O site Intercept publicou a oportuna matéria “Na batalha das redes, a extrema-direita ganha por W.O.”, na qual a autora Rosana Pinheiro-Machado mostra o trabalho de pesquisa do especialista em tecnologia Pedro*, mantido no anonimato, que diz que “é como se fosse uma guerra aberta, na qual a direita vem com drone e bombardeio, e a esquerda joga um fogo de artifício para o alto para tentar demonstrar reação, sem exatamente entender que está numa guerra”.
Desde então, e apesar das gritantes evidências sobre a transcendência deste tema para a lisura dos processos eleitorais, não houve avanços. A situação, ao contrário, é ainda pior.
Hoje há quem se iluda que, com o inquérito sobre fake news, o STF tirou o tubo de oxigênio da extrema-direita. Há, ainda, outra ilusão adicional, a de que candidatos/as populares nas redes sociais e mídias digitais são competitivos/as e capazes de derrotar a maquinaria e o ecossistema do subterrâneo da guerra cibernética, dominado pela extrema-direita.

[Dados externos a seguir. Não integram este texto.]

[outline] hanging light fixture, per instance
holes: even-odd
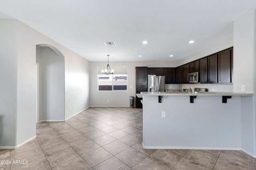
[[[105,70],[101,70],[101,73],[102,74],[114,74],[114,70],[111,70],[110,67],[109,66],[109,64],[108,64],[108,57],[109,57],[109,55],[107,55],[107,56],[108,56],[108,65],[107,65],[107,67]]]

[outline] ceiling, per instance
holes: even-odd
[[[233,21],[252,8],[255,0],[1,0],[0,18],[91,61],[177,61],[232,37]]]

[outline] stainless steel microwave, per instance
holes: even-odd
[[[197,83],[198,81],[198,72],[194,72],[188,74],[188,82],[191,83]]]

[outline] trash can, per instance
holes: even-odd
[[[133,108],[133,104],[134,102],[134,96],[130,96],[130,103],[131,105],[131,108]]]

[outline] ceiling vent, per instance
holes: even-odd
[[[106,46],[115,46],[116,43],[114,42],[104,42],[104,43]]]

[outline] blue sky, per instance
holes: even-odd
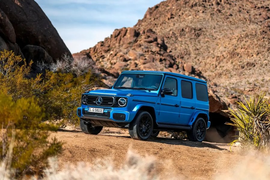
[[[162,0],[35,0],[72,53],[132,26]]]

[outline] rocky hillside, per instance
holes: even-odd
[[[56,30],[34,0],[0,0],[0,51],[13,51],[50,63],[71,54]],[[37,70],[37,69],[34,70]]]
[[[116,76],[153,68],[205,77],[228,105],[242,93],[269,95],[269,2],[168,0],[81,53]]]

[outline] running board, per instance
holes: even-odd
[[[169,128],[175,128],[176,129],[183,129],[190,130],[191,129],[191,126],[185,126],[174,124],[167,123],[159,123],[158,124],[159,127]]]

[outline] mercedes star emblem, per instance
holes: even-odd
[[[98,97],[96,100],[96,103],[98,105],[100,105],[102,103],[102,98],[101,97]]]

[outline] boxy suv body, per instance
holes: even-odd
[[[81,128],[92,134],[103,127],[128,128],[142,140],[160,131],[184,131],[190,140],[202,141],[210,124],[206,83],[173,73],[123,71],[110,88],[82,95]]]

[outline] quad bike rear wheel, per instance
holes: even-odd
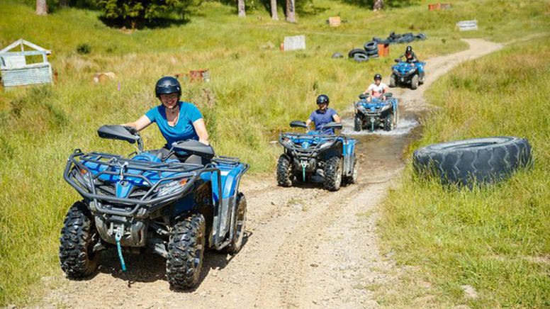
[[[166,275],[170,286],[191,288],[198,283],[206,244],[206,223],[200,213],[179,218],[168,242]]]
[[[412,77],[412,79],[410,80],[410,89],[412,90],[416,89],[418,88],[418,74],[415,74],[415,76]]]
[[[69,209],[60,237],[61,269],[72,279],[84,278],[97,269],[101,252],[94,252],[99,241],[89,210],[82,201]]]
[[[352,184],[357,182],[357,175],[358,175],[358,167],[357,167],[357,160],[355,157],[355,154],[353,154],[353,162],[352,163],[353,164],[353,169],[352,169],[352,174],[350,176],[347,176],[344,181],[347,184]]]
[[[393,130],[393,115],[388,114],[384,118],[384,130],[386,131]]]
[[[395,82],[397,81],[397,77],[395,74],[392,74],[391,76],[390,76],[390,86],[393,88],[395,87],[397,84]]]
[[[288,157],[286,154],[281,154],[277,162],[277,184],[281,186],[291,186],[293,178],[292,165]]]
[[[355,114],[355,119],[354,120],[353,128],[355,131],[359,132],[363,130],[363,119],[361,118],[357,114]]]
[[[331,157],[325,164],[325,189],[338,191],[342,184],[342,159]]]
[[[233,227],[233,239],[225,249],[225,252],[230,254],[239,253],[242,247],[242,240],[245,239],[245,227],[247,220],[247,198],[245,194],[239,192],[237,196],[237,218]]]

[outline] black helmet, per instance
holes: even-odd
[[[405,50],[405,52],[408,53],[412,51],[412,47],[410,46],[407,46],[407,49]]]
[[[181,96],[181,85],[172,77],[165,77],[159,79],[155,86],[155,94],[159,97],[161,94],[178,94]]]
[[[321,94],[320,96],[317,97],[317,103],[318,104],[323,104],[327,103],[328,105],[328,96],[325,96],[325,94]]]

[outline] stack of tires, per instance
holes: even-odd
[[[378,43],[374,40],[369,41],[365,43],[364,47],[364,49],[352,50],[348,52],[347,57],[357,62],[369,61],[369,58],[378,58]]]
[[[369,58],[377,58],[378,57],[378,43],[376,41],[369,41],[365,43],[364,47]]]
[[[372,40],[378,44],[405,44],[410,43],[414,40],[426,40],[426,35],[424,33],[414,35],[412,33],[398,34],[392,31],[386,40],[382,40],[380,38],[373,38]]]

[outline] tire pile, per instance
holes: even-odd
[[[376,41],[371,40],[366,43],[364,48],[352,50],[347,54],[348,58],[353,59],[357,62],[369,61],[369,58],[378,58],[378,50]]]
[[[426,35],[422,33],[417,35],[414,35],[410,32],[403,34],[397,34],[392,31],[386,40],[382,40],[380,38],[373,38],[372,40],[376,41],[378,44],[405,44],[410,43],[414,40],[424,40],[427,38]]]

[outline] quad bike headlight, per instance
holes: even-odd
[[[164,196],[168,194],[173,193],[178,190],[181,190],[186,184],[187,184],[187,179],[183,179],[179,180],[174,180],[170,181],[167,184],[163,186],[159,189],[159,197]]]
[[[325,148],[328,148],[329,147],[330,147],[330,146],[332,146],[332,145],[334,145],[334,143],[335,143],[334,142],[325,142],[325,143],[324,143],[324,144],[321,145],[321,146],[320,146],[320,147],[319,147],[319,149],[325,149]]]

Enquanto esta ilusão embala o sono dos ingênuos, o clã miliciano e seus milhões de seguidores já estão em estágio avançado de migração para outro habitat cibernético, livres e desimpedidos de qualquer filtro civilizacional, a rede social Parler.
É equivocada a alegação de que foram 57 milhões de robôs que votaram no Bolsonaro, porque os 57 milhões que depositaram seu voto na urna em 2018 a favor Bolsonaro não foram robôs, mas foram seres humanos. É muito forte, como se percebe, o delírio sobre o poder dos robôs.